On September 3, 2008, the Company announced it had entered into a land purchase agreement with DMB Mesa Proving Grounds LLC, an affiliate of DMB Associates, Inc. (“DMB”), to create a resort and convention hotel at the Mesa Proving Grounds in Mesa, Arizona, which is located approximately 30 miles from downtown Phoenix. The DMB development is planned to host an urban environment that features a Gaylord resort property, a retail development, a golf course, office space, residential offerings and significant other mixed-use components. The Company’s purchase agreement includes the purchase of 100 acres of real estate within the 3,200-acre Mesa Proving Grounds. The project is contingent on the finalization of entitlements and incentives, and final approval by the Company’s board of directors. The Company made an initial deposit of a portion of the land purchase price upon execution of the agreement with DMB, and additional deposit amounts are due upon the occurrence of various development milestones, including required governmental approvals of the entitlements and incentives. These deposits are refundable to the Company upon a termination of the agreement with DMB during a specified due diligence period, except in the event of a breach of the agreement by the Company. The timing of this development is uncertain, and the Company has not made any financing plans or, except as described above, made any commitments in connection with the proposed development.

 

The Company is considering other potential hotel sites throughout the country. The timing and extent of any of these development projects is uncertain, and the Company has not made any commitments, received any government approvals or made any financing plans in connection with these development projects.

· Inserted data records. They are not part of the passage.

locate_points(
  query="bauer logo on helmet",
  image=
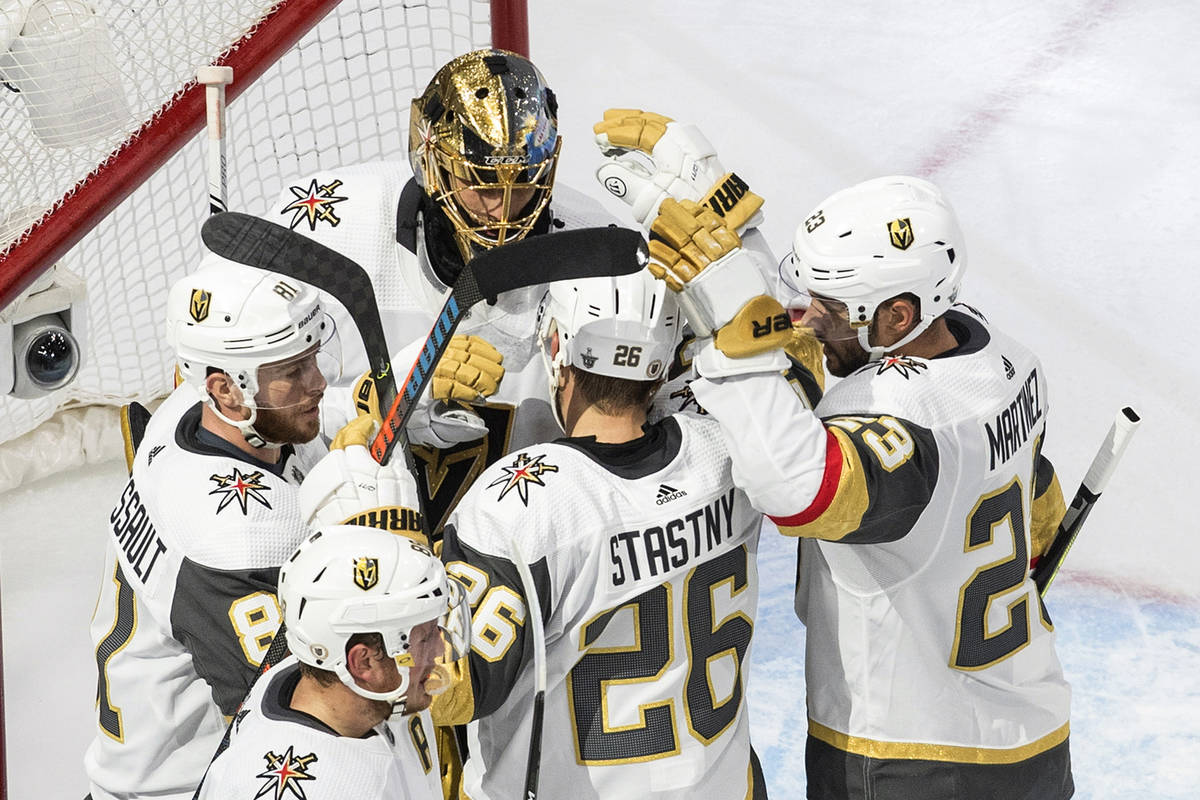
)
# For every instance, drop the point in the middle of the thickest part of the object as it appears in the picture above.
(900, 232)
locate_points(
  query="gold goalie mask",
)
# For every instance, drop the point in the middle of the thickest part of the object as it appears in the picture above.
(484, 145)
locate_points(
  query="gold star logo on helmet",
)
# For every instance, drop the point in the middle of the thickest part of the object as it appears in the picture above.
(900, 232)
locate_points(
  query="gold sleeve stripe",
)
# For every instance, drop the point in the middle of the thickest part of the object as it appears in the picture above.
(916, 750)
(843, 499)
(127, 438)
(1048, 511)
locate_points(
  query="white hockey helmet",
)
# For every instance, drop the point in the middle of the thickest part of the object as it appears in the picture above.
(874, 241)
(347, 579)
(625, 326)
(238, 319)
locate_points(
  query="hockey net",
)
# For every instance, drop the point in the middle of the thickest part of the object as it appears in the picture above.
(99, 91)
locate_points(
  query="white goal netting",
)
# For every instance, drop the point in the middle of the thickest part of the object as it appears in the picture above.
(81, 77)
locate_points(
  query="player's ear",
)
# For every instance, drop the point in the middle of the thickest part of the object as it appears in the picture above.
(358, 662)
(895, 318)
(225, 392)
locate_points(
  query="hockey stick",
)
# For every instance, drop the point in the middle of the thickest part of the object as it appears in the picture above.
(215, 79)
(533, 608)
(588, 252)
(1089, 492)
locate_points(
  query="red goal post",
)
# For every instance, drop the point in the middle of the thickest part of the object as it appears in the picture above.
(119, 199)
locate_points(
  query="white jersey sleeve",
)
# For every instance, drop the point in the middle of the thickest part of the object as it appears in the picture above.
(645, 565)
(279, 752)
(187, 601)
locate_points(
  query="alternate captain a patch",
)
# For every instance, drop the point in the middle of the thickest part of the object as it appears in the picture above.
(313, 204)
(523, 471)
(283, 774)
(366, 572)
(240, 487)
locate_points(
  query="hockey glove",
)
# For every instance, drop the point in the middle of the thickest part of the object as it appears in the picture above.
(349, 487)
(652, 157)
(468, 371)
(720, 289)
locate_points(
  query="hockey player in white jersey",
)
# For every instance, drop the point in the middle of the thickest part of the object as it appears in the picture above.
(642, 553)
(187, 602)
(484, 150)
(918, 488)
(372, 620)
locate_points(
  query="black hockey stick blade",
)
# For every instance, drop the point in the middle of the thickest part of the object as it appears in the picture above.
(1086, 497)
(582, 253)
(265, 245)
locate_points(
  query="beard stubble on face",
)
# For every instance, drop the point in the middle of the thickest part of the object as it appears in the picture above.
(291, 426)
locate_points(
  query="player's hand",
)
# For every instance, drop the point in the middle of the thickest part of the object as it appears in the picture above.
(468, 371)
(652, 157)
(349, 487)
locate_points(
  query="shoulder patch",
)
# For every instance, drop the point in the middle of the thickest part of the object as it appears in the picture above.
(313, 204)
(240, 487)
(522, 473)
(905, 366)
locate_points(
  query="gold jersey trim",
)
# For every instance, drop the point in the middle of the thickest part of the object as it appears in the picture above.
(916, 750)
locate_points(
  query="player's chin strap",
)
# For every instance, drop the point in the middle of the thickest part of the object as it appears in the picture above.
(252, 437)
(874, 353)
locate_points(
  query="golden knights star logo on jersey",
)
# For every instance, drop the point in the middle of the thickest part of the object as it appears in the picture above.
(523, 471)
(283, 775)
(240, 487)
(313, 204)
(366, 572)
(901, 364)
(900, 232)
(198, 305)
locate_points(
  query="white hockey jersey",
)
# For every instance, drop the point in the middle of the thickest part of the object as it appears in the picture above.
(927, 639)
(187, 602)
(279, 752)
(643, 559)
(358, 211)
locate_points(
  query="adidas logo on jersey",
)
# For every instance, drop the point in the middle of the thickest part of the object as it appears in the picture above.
(669, 493)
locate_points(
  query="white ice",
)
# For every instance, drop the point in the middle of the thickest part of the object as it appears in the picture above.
(1063, 131)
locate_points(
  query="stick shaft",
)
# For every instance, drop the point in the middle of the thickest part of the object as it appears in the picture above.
(1095, 480)
(215, 80)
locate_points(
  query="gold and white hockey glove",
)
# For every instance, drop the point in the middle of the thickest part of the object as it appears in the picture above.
(720, 289)
(652, 157)
(348, 487)
(468, 371)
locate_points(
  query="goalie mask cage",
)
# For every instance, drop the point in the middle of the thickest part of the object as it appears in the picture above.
(102, 115)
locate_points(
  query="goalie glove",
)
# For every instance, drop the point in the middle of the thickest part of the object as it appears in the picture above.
(720, 289)
(652, 157)
(348, 487)
(468, 371)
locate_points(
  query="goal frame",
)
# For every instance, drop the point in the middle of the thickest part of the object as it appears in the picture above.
(127, 167)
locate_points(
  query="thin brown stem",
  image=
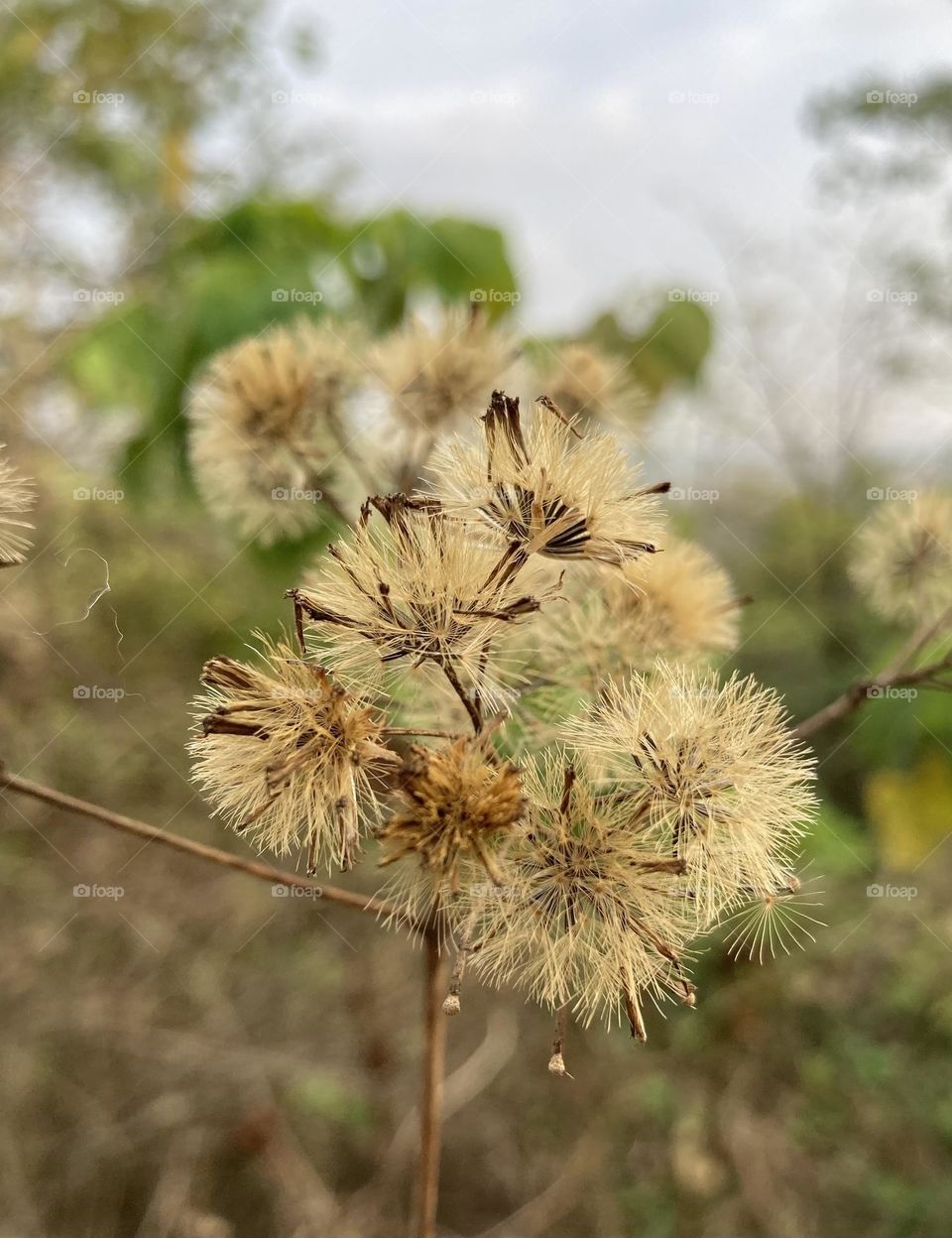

Through joint venture arrangements with two private real estate funds, the Company previously invested in minority ownership interests in two joint ventures which were formed to own and operate hotels in Hawaii. As part of the joint venture arrangements, the Company entered into contribution agreements with the majority owners, which owners had guaranteed certain recourse liabilities under third-party loans to the joint ventures. The guarantees of the joint venture loans guaranteed each of the subsidiaries’ obligations under its third party loans for as long as those loans remain outstanding (i) in the event of certain types of fraud, breaches of environmental representations or warranties, or breaches of certain “special purpose entity” covenants by the subsidiaries, or (ii) in the event of bankruptcy or reorganization proceedings of the subsidiaries. The Company agreed that, in the event a majority owner is required to make any payments pursuant to the terms of these guarantees of joint venture loans, it will contribute to the majority owner an amount based on its proportional commitment in the applicable joint venture. The Company estimates that the maximum potential amount for which the Company could be liable under the contribution agreements is $23.8 million, which represents its pro rata share of the $121.2 million of total debt that is subject to the guarantees. As of December 31, 2011, the Company had not recorded any liability in the consolidated balance sheet associated with the contribution agreements.

The Company has purchased stop-loss coverage in order to limit its exposure to any significant levels of claims relating to workers’ compensation, employee medical benefits and general liability for which it is self-insured.

The Company has entered into employment agreements with certain officers, which provides for severance payments upon certain events, including a change of control.

As of December 31, 2011, approximately 14% of the Company’s employees were represented by labor unions and are working pursuant to the terms of the collective bargaining agreements which have been negotiated with the four unions representing these employees.

The Company, in the ordinary course of business, is involved in certain legal actions and claims on a variety of other matters. It is the opinion of management that such legal actions will not have a material effect on the results of operations, financial condition or liquidity of the Company.